The result? A 99.4 percent overlap.
“Between those two lists of ZIP codes, there are 10 ZIP codes in Rescator’s card data that do not correspond to actual Home Depot stores,” he shared. But, he pointed out, the data currently for sale is likely just a “tiny fraction of the cards that his shop will put up for sale in the coming days and weeks,” meaning that the lists could ultimately have a 100 percent overlap.
If Home Depot was actually breached and the information from bank sources about the breach having started in April or early May is correct, he says that this breach could turn out to be much bigger that Target’s, which was discovered after three weeks and affected a smaller number of stores.

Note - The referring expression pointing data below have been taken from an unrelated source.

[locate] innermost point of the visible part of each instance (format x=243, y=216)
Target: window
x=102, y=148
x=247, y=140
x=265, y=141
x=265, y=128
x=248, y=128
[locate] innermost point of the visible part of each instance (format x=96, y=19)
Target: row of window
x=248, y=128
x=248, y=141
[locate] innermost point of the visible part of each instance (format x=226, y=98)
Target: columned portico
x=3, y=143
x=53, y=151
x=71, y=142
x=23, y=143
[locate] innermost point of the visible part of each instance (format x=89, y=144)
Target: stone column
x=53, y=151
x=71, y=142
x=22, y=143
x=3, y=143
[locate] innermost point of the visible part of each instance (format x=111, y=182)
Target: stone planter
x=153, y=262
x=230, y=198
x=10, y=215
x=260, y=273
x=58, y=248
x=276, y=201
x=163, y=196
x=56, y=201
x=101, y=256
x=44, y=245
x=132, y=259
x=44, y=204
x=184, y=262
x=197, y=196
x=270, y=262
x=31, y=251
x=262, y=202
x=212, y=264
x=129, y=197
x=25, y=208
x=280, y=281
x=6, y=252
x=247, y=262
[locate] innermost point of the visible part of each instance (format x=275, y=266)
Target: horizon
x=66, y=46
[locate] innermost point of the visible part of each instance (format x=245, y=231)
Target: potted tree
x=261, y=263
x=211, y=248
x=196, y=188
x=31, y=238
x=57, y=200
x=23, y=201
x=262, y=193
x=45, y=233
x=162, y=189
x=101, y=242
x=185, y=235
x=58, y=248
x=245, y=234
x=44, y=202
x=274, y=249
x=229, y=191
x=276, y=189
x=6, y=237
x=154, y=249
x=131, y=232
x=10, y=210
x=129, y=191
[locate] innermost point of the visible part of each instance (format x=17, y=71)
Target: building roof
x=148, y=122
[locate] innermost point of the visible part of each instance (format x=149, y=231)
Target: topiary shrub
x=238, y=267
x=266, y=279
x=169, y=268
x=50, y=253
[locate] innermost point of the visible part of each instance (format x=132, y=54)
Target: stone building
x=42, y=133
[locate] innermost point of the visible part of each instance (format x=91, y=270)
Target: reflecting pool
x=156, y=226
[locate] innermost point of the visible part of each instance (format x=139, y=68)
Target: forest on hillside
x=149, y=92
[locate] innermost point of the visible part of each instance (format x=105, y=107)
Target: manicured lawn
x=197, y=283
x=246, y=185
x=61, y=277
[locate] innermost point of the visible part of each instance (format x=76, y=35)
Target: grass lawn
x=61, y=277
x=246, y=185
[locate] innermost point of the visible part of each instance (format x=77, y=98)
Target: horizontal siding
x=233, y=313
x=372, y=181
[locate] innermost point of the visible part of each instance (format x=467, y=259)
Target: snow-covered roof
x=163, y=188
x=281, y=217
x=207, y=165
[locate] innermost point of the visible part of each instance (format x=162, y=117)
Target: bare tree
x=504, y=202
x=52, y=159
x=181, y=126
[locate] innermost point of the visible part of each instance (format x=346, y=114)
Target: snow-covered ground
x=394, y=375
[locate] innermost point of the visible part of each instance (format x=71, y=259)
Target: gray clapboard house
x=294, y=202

There is still no news about the matter from Home Depot, whose spokeswoman only confirmed that the company’s forensics and security teams are investigating the potential breach, and that they have brought in Symantec and FishNet Security experts to help with the investigation.
If Home Depot ultimately turns out to have been breached, it will be interesting to find out how the attackers managed to do it.
A recent interview with Chris Hadnagy, CEO of Social-Engineer, Inc., who runs the Social Engineering Capture the Flag (SECTF) at DEF CON, revealed that this year the team which was assigned the task of extracting potentially sensitive information from Home Depot employees was the most successful and ended up winning the contest.
“The theme of this year’s competition was retail, based on the Target breach revealed this year,” Hadnagy shared with Dark Reading. They wanted to see whether this breach urged retailers to be more careful and on high alert. “Unfortunately, there was not one company who did well. Not one, if they were my clients, would have gotten a passing grade.”
During this mock attack, a couple of Home Depot employees did question why the company’s “IT department” was not calling from a corporate number, but were ultimately mollified by the social engineers’ explanations and provided the requested information. Only one employee deemed the call suspicious and ended it without giving out any information.